Research and development expense for the three months ended March 31, 2009 decreased by $4,090,000 from $6,140,000 for the three months ended March 31, 2008 to $2,050,000 primarily due to decreased expenditures related to APF530, largely as a result of the completion of our Phase III trial for APF530. Additionally, we have placed our other products on hold to focus our financial and managerial resources on APF 530. As a result, we had a reduction in force in November 2008, resulting in lower payroll and related expenses. Changes in the rate of research and development expenses for the remaining quarters of 2009 will depend primarily on the availability of financial resources to continue and expand our current research and development activities.
General and administrative expense decreased for the three months ended March 31, 2009 by $153,000 from $1,080,000 for the three months ended March 31, 2008 to $927,000 due primarily as a result of cost containment measures taken and decreased bonus and stock-based compensation costs. Changes in the rate of general and administrative expenses for the remaining quarters of 2009 will depend primarily on the achievement of goals.
Net interest income decreased for the three months ended March 31, 2009 by $271,000 to $9,000 from $280,000 for the three months ended March 31, 2008 primarily due to lower average balances of cash, cash equivalents and marketable securities, as a result of operating losses and lower interest rates due to the financial crisis. As a result of the current world-wide financial situation we have invested most of our available cash, cash equivalents and marketable securities in a money market fund containing U.S. Government-backed or collateralized overnight securities.
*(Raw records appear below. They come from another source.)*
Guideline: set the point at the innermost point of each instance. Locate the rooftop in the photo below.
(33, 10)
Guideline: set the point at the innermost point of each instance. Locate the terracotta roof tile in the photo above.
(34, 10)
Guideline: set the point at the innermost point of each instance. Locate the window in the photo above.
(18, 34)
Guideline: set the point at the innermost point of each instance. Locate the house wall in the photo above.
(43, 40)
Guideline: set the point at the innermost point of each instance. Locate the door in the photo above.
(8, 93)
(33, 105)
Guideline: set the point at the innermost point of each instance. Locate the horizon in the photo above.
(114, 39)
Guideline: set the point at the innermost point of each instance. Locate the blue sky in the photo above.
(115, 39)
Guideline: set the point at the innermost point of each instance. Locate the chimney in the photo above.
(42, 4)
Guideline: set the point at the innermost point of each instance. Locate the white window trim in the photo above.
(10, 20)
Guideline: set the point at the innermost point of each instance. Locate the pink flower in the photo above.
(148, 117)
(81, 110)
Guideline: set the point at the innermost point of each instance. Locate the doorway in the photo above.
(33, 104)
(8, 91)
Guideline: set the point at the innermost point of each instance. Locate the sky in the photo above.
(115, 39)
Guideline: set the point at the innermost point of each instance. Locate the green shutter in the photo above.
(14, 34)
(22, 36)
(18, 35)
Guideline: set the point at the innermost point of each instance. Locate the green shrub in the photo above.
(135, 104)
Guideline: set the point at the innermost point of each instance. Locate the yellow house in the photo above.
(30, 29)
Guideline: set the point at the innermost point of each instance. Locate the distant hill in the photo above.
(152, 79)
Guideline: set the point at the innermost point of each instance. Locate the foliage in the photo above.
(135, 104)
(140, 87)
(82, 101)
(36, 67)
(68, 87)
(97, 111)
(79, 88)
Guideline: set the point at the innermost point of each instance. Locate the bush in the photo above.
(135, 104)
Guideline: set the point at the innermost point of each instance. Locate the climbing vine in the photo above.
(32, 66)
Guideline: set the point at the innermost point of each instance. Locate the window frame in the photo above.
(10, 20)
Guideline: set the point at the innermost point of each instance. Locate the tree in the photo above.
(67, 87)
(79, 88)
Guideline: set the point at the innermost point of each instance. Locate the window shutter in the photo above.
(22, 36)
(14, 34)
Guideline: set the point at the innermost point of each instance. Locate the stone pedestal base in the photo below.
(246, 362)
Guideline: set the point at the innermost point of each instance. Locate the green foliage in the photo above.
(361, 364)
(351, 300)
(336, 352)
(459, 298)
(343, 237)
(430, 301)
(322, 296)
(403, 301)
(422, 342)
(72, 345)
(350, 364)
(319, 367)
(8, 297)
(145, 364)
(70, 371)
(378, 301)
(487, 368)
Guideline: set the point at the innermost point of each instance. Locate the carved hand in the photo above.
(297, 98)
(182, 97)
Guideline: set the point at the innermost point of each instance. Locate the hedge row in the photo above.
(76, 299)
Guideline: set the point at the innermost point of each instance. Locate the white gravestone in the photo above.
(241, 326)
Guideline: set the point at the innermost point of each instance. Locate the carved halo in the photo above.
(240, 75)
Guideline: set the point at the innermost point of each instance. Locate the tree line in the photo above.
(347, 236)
Cash, cash equivalents and marketable securities decreased by $3.0 million to $7.5 million at March 31, 2009 from $ 10.5 million at December 31, 2008 due primarily to our net loss for the three months ended March 31, 2009.
At March 31, 2009, we had cash, cash equivalents and marketable securities of $7.5 million and working capital of $5.0 million., which we believe will enable us to fund our operations into the fourth quarter of 2009, based on our anticipated spending levels and certain expected positive cash inflows.